The maps are for the most part well designed, although Agartha and Pentagon Prime cater too much to snipers, and Serenity completely alienates snipers. Crash Site, Streets Prime, and Whiteout are all great maps, and the others I haven't mentioned are good, but unremarkable, and either not good or not bad enough to warrant being mentioned.
Conduit 2, unlike The Conduit, uses a host system, so now you can connect to games quickly. Fortunately, it has, drum roll please... Host migration. During the course of Host Migration, lag will typically get a bit worse, but it's over quickly. In games with severe lag it will often be the straw that breaks the camels back, causing everyone to disconnect, but that isn't very common. In lag free games, you don't even notice it. Some people have problems with their Wii freezing often, but I have no such problem. It does freeze, but occasionally. Differs from person to person. I'd like to point out as I finish this review Conduit 2 has a patching system, so encountering glitchers is rare and hackers very rare. It doesn't get patches any more, but they did a good job with the ones they had.
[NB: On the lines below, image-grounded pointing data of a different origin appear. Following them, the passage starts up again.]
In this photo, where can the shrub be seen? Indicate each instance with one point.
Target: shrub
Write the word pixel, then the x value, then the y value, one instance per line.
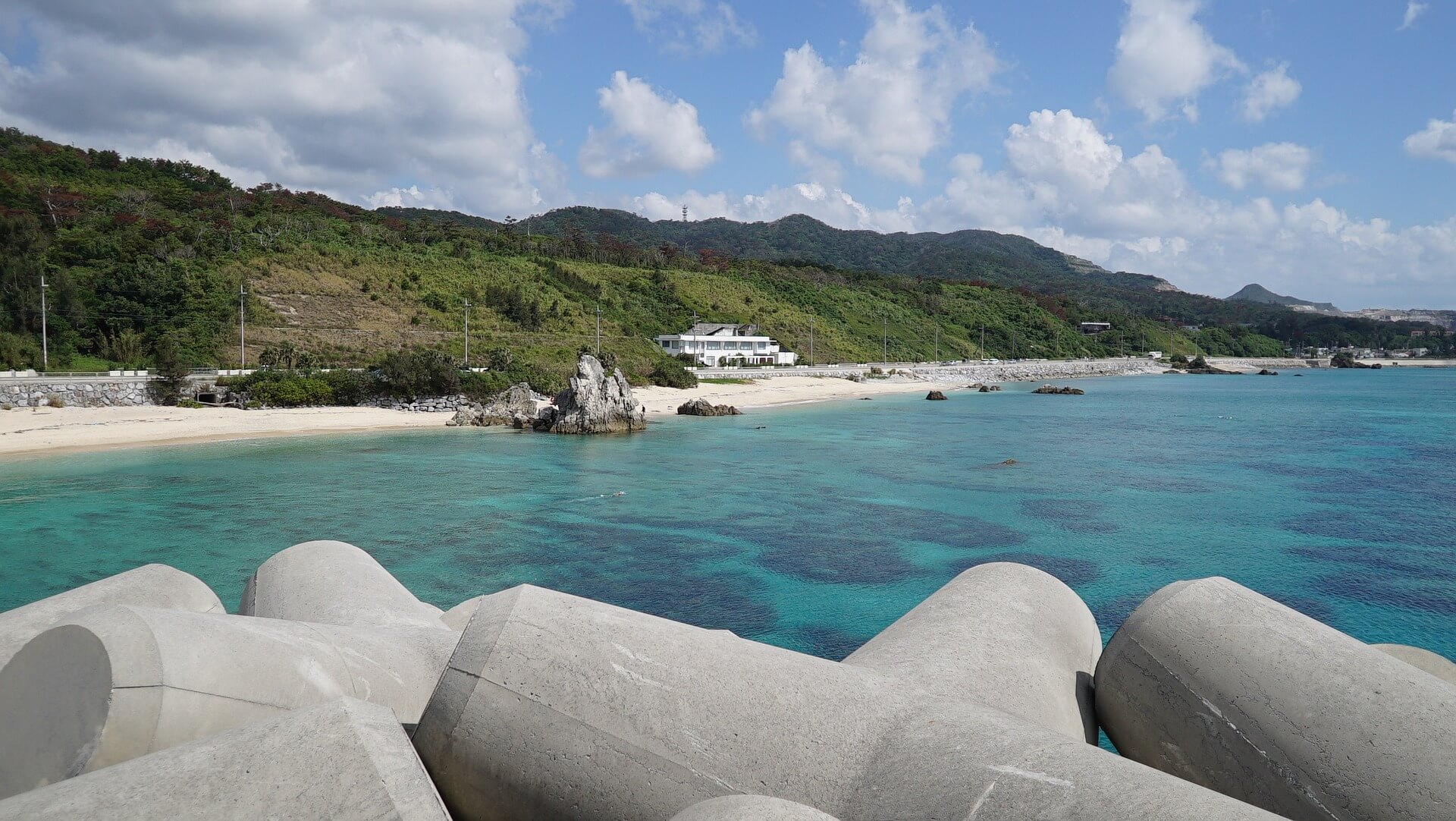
pixel 419 372
pixel 351 388
pixel 672 374
pixel 291 392
pixel 484 386
pixel 171 372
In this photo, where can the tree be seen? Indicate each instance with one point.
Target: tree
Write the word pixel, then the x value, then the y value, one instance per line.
pixel 169 372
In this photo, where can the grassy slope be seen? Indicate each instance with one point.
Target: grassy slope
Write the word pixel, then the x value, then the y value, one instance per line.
pixel 146 250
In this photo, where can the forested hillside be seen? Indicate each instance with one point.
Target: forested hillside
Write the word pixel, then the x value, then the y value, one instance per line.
pixel 968 255
pixel 143 253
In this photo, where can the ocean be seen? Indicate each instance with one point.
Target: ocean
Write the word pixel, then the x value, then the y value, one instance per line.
pixel 814 526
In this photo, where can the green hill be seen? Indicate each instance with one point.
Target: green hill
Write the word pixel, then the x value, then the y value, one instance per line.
pixel 1256 293
pixel 142 255
pixel 137 252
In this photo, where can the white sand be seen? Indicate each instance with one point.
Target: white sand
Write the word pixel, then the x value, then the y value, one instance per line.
pixel 30 429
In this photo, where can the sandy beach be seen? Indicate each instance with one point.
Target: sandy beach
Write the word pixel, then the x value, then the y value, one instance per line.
pixel 27 429
pixel 41 429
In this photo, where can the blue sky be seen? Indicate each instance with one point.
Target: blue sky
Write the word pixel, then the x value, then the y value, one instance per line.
pixel 1310 146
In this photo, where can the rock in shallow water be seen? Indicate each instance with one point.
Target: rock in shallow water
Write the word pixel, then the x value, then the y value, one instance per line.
pixel 596 402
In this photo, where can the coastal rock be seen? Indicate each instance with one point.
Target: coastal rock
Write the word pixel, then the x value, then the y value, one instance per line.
pixel 1215 683
pixel 516 407
pixel 704 408
pixel 596 402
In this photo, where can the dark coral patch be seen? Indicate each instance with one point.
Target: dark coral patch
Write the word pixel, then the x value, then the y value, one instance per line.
pixel 1074 572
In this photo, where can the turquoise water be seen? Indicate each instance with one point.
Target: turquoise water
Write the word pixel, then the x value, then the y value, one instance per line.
pixel 816 526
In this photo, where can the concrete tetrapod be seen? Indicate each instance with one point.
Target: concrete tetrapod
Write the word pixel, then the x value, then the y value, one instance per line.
pixel 115 683
pixel 1433 662
pixel 1225 687
pixel 1003 635
pixel 750 808
pixel 149 586
pixel 555 706
pixel 346 759
pixel 334 583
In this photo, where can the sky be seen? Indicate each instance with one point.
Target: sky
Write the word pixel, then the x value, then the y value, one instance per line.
pixel 1304 144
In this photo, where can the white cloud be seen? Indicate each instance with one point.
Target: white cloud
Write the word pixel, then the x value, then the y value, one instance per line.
pixel 1411 12
pixel 648 133
pixel 1269 92
pixel 893 105
pixel 1165 58
pixel 832 206
pixel 692 25
pixel 1276 166
pixel 1436 142
pixel 1069 185
pixel 309 95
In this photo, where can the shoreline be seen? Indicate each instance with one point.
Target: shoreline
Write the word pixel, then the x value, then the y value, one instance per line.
pixel 30 433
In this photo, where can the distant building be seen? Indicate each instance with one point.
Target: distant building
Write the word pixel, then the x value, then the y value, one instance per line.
pixel 717 345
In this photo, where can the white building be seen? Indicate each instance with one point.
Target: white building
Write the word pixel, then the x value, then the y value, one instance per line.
pixel 717 345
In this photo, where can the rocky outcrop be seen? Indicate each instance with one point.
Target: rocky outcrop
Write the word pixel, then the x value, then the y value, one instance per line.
pixel 704 408
pixel 516 407
pixel 596 402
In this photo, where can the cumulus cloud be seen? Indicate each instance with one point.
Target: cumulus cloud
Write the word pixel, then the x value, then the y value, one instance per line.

That was a pretty impressive, more informative than the reviews that I've read from review sites. I appreciate that little shout out, by the way. I guess my problem would be the huge turn of the narrative. I don't mind that its like a B movie and if it has bad voice acting, but since the first one was so serious I'm not sure if I'd really like the turn like that. I thought the first Conduit had some boss battle type thing?
Wow Hawke, awesome review man. I've never played any of the Conduit games, but you make me want to get them.